Claro, as liberdades sexuais sofreram uma grave ruptura com a eleição de Hitler e a ascensão do nazismo. O Instituto de Estudos da Sexualidade foi destruído, seus livros foram queimados e, consequentemente, considerados como exemplos de decadência moral. O próximo passo foi queimaram as pessoas. Gays, lésbicas, travestis e todos aqueles com comportamento considerado contrário aos valores pregados pelo Estado nazista estavam sujeitos à perseguição, à tortura e ao envio aos campos de concentração. Bares, clubes e espaços de liberdade sexual foram fechados.
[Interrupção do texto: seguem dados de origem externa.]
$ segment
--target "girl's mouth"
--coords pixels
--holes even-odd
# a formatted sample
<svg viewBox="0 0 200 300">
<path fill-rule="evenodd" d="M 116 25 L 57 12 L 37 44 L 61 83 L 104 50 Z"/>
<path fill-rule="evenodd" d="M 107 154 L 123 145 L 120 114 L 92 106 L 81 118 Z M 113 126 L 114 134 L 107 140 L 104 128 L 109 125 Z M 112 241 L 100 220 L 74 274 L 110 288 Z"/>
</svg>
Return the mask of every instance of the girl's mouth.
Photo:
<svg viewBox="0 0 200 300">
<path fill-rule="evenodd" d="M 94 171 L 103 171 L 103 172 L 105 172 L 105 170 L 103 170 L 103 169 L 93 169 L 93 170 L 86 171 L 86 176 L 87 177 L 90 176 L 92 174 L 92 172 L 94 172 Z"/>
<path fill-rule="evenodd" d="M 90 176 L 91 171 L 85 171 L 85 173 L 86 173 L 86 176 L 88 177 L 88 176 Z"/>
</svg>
Neste sentido, é simbólico que Eldorado, o maior bar frequentado por gays, lésbicas e travestis, em Schonenberg, foi fechado e transformado em uma das sedes do partido nazista.

Fachada do bar Eldorado, em Schonenberg, ocupada pelo Partido Nazista (Foto: Reprodução)

Mesmo com o fim da Segunda Guerra e a queda dos nazistas, demorou um tempo até que as liberdades sexuais de Berlim fossem plenamente recuperadas até atingirem o ápice descrito acima. Tal processo só começou de fatoapós a reunificação da Alemanha e, especialmente, após o Estado Alemão reconhecer em 1990 que minorias sexuais também foram vítimas do nazismo.

Hoje, o Estado Alemão mantém viva sua memória e tem políticas para preservar as liberdades de minorias sexuais. Esse talvez seja um dos maiores alertas da história sobre o risco de que mesmo sociedades extremamente liberais e democráticas podem sucumbir, ainda que pelo caminho das eleições, ao obscurantismo fascista e autoritário.